Voltei a São Paulo mais algumas vezes. Acho que foram umas sete vezes ao todo. Depois o romance também desandou. Patrícia estava mais comodista. Relutava para vir ao Rio. Aos poucos, fui me afastando da idéia de manter algo mais sério. A distância já estava atrapalhando. E foi melhor assim, pois a trama já estava ficando cada vez mais envolvente. Não queria mais torrar a paciência. Desta, eu me afastei gradualmente. Era bem mais fácil. E fechei mais outra página.

Meses depois me encontrei com a garota macabra duas vezes, mas em épocas bem distintas. Da primeira, me esbarrei com ela numa boate em Botafogo. Cobrei a grana que ela me devia. Ela me enrolou, mas já tava de saco cheio. Estava mais sombria e chapada do que nunca. Carregada. Negativa. Dava arrepios.

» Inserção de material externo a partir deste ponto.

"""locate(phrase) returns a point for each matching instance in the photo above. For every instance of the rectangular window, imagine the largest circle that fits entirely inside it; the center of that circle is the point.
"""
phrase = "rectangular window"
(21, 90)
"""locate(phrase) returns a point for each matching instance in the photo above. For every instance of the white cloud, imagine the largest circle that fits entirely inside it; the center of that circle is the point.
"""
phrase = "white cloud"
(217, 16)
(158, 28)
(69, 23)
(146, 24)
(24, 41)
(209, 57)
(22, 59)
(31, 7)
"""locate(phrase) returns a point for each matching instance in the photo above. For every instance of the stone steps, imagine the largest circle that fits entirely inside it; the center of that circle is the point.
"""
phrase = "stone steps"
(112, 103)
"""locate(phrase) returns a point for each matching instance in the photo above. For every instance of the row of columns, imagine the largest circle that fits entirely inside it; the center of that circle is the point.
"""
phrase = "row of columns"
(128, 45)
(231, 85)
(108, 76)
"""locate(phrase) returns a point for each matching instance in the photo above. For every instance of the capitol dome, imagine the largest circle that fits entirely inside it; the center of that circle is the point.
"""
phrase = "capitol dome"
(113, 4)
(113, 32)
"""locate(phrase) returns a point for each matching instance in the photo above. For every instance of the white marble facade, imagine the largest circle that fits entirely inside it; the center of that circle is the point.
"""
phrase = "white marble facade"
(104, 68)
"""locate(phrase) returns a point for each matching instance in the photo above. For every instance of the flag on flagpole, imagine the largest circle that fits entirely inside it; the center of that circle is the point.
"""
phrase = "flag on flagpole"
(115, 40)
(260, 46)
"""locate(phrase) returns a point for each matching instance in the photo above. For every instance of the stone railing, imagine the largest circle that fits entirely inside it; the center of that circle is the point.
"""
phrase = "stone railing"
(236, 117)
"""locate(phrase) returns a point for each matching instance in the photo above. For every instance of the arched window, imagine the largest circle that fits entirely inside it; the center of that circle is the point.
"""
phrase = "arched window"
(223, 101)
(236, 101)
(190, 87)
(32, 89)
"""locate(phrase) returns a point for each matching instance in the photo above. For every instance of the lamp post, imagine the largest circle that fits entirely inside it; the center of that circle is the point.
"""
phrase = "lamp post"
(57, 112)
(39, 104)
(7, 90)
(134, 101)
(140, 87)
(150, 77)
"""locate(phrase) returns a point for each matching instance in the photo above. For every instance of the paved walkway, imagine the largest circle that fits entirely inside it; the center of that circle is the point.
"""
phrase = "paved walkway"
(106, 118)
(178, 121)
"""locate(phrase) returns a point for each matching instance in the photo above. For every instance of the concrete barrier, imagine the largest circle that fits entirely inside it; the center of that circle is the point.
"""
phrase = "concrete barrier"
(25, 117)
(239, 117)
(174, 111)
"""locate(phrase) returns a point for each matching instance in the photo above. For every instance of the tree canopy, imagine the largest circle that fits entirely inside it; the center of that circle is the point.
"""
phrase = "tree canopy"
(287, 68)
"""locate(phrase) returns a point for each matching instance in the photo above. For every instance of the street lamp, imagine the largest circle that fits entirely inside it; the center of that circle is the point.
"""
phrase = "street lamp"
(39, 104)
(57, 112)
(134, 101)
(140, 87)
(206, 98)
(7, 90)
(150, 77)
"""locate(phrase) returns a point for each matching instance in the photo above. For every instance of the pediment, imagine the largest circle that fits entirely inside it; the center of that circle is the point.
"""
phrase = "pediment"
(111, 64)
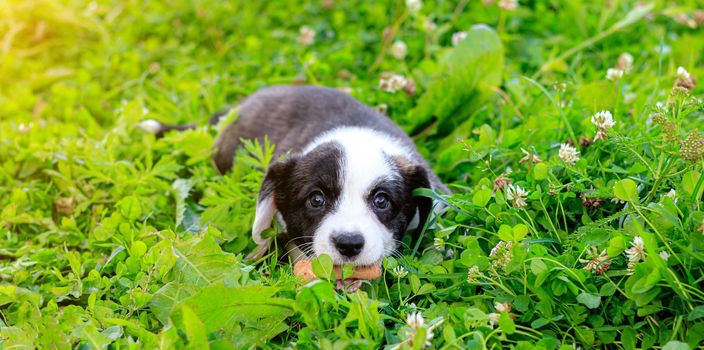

Muito tempo depois, voltei ao apartamento dela no Leme. Parecia o fim do mundo. Havia mais de vinte bichos espalhados por aquele apartamento que era bem pequeno. Cheiro insuportável, uma sujeira só. A irmã abandonou o barco e voltou para Fortaleza. “La Macabra” continuava bonita, porém decadente, algo que ela sempre foi mesmo. Conversamos amenidades frívolas. Passar o tempo mesmo. Estava mais do que estampado a vontade dela em reviver os velhos tempos, as velhas transas. Mas quem vive de passado é museu.

Falei que precisava descer, comprar cigarros (Mentira). Já me sentia angustiado demais naquele apartamento. Não agüentava mais aquela cena tão terrível. Desci e peguei o primeiro ônibus pra casa. Enquanto pensava nos novos rumos que eu almejava pra minha vida, pensei na angustia e na aflição de Marina. E mais uma vez me veio àquela sensação estranha, aquela telepatia mórbida, mas que nunca falhava: desta vez, ela estava ao mesmo tempo puta da vida e extremamente decepcionada, porque dispensara vários programas só para me receber. O último fio de esperança. Esperava alguma satisfação depois de meses na nova vida de garota de programa. No ano seguinte, soube que Marina veio a falecer vitima de overdose.